An ancient drain. Or an air vent for the deepest dungeon.
It was a narrow, horizontal slit in the blackstone, no more than two feet high. The edges were slimy and rotten. It was a tight, disgusting, terrifying squeeze.
It was also his only way in.
"You cannot be serious," Lady Silken Death hissed. "Crawl into the bowels of your enemy's fortress? Like a rat?"
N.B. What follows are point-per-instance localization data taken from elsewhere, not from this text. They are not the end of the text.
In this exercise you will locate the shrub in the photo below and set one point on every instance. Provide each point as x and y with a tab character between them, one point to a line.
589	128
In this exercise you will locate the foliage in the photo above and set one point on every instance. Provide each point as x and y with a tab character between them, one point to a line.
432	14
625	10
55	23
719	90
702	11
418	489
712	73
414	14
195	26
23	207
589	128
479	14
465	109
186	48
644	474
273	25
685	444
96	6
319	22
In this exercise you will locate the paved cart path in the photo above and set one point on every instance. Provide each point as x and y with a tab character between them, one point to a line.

"The scream is in there," Li Ming said aloud, his voice steadier than he felt. "The Keeper goes to the echo. No matter where it is."
He chewed one of Meilin's herbs. A bitter, numbing coolness spread through his mind, taking the sharpest edges off the scream and his own fear. He took the ironwood badger from his pocket, clutched it in one hand, and got down on his stomach.
With a final breath of the cold, free air, he pushed himself headfirst into the dark, stinking crack, into the heart of the Iron Bastion.